While the South Carolina’s protection against unreasonable searches and seizures is nearly identical to the Fourth Amendment, it actually goes a bit further in its protections.
“The Fourth Amendment to the United States Constitution prohibits unreasonable searches and seizures: ‘The right of the people to be secure in their persons, houses, papers, and effects, against unreasonable searches and seizures, shall not be violated....’ U.S. Const. amend. IV. The South Carolina Constitution also provides a safeguard against unlawful searches and seizures. The relationship between the two constitutions is significant because ‘[s]tate courts may afford more expansive rights under state constitutional provisions than the rights which are conferred by the Federal Constitution.’ Id. Therefore, this Court may interpret the state protection against unreasonable searches and seizures in such a way as to provide greater protection than the federal Constitution.

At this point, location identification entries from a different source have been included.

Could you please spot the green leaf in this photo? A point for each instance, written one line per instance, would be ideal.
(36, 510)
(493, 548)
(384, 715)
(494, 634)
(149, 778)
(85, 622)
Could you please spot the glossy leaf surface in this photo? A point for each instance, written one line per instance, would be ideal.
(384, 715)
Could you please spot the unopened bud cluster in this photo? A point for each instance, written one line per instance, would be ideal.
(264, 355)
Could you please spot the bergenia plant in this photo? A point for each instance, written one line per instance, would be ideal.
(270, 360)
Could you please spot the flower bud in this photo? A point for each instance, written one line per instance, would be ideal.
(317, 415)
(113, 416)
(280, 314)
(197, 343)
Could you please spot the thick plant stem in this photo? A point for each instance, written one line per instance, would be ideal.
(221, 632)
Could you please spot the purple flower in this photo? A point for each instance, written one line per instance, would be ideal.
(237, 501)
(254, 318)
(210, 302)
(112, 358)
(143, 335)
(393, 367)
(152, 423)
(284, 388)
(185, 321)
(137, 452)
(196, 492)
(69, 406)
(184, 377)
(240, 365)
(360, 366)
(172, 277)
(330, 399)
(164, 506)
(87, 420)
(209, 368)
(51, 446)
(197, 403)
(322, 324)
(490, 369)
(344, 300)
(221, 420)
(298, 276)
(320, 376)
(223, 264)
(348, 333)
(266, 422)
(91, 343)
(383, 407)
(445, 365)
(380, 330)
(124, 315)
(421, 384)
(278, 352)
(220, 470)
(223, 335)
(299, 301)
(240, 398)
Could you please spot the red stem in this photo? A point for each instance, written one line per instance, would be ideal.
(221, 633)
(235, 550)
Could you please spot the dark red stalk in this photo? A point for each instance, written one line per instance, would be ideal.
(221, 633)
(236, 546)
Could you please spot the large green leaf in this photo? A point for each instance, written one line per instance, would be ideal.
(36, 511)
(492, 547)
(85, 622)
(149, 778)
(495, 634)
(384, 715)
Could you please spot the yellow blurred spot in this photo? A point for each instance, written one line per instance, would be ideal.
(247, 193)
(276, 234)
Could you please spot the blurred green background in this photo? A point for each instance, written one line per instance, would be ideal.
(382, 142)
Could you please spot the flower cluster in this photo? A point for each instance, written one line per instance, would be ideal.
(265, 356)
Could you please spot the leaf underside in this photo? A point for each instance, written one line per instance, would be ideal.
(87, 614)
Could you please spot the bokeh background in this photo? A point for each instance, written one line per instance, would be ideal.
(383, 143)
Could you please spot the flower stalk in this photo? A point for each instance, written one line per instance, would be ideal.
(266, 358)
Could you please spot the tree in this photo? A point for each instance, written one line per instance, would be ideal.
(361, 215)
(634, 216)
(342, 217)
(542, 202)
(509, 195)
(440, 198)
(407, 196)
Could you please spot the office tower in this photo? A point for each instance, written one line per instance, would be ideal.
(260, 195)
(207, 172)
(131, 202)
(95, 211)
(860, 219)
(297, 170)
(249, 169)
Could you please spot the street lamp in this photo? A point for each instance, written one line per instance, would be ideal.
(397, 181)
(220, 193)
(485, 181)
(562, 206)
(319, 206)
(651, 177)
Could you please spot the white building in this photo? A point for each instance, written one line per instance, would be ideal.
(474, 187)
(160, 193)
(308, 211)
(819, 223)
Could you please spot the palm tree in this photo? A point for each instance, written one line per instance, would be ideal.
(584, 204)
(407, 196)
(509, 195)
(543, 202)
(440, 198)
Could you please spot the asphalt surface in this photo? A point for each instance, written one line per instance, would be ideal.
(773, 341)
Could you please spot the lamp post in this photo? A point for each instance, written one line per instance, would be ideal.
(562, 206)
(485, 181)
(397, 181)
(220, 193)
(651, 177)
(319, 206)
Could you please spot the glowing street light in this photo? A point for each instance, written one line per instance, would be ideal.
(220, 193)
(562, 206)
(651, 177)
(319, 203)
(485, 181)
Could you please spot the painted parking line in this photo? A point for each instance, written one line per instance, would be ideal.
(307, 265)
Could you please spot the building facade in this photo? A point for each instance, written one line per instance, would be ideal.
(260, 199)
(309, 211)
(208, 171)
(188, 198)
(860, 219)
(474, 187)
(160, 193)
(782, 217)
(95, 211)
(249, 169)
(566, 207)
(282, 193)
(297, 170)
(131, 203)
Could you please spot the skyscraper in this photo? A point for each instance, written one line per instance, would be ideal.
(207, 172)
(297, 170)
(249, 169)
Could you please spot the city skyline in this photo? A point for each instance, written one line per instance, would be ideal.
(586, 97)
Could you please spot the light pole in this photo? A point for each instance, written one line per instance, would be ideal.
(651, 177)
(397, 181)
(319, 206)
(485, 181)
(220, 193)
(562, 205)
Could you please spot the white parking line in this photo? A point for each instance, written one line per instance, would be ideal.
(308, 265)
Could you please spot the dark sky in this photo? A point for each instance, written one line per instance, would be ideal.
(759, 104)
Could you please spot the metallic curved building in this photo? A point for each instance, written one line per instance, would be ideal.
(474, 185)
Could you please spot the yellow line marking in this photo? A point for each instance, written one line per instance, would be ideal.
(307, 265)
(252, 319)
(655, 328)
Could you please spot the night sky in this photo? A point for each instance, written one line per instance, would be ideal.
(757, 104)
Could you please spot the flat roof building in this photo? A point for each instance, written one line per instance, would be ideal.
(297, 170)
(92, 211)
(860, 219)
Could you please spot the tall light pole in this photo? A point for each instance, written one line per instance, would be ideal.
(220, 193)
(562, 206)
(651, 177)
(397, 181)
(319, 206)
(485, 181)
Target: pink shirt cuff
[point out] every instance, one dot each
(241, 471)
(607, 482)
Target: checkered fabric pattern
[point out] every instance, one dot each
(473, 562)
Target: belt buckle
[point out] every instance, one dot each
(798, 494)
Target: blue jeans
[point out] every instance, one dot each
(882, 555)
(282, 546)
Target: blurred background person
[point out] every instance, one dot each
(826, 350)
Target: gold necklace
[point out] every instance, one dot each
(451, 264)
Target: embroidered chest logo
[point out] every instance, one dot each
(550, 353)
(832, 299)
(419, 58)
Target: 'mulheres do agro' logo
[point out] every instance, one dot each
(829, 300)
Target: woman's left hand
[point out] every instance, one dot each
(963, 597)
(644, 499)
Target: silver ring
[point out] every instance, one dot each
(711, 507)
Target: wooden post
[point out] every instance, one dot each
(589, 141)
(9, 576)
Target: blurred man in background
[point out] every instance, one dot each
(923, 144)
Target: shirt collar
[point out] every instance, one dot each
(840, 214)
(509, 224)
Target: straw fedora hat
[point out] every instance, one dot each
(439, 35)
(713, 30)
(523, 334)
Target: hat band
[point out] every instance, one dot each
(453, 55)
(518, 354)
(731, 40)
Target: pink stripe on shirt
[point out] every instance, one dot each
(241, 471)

In addition to language that mirrors the Fourth Amendment, S.C. Const. art. 1 § 10 contains an express protection of the right to privacy: ‘The right of the people to be secure in their persons, houses, papers, and effects against unreasonable searches and seizures and unreasonable invasions of privacy shall not be violated....’ By articulating a specific prohibition against ‘unreasonable invasions of privacy,’ the people of South Carolina have indicated that searches and seizures that do not offend the federal Constitution may still offend the South Carolina Constitution. Accordingly, the South Carolina Constitution favors an interpretation offering a higher level of privacy protection than the Fourth Amendment.”
State v. Weaver, 374 S.C. 313, 321–22 (2007).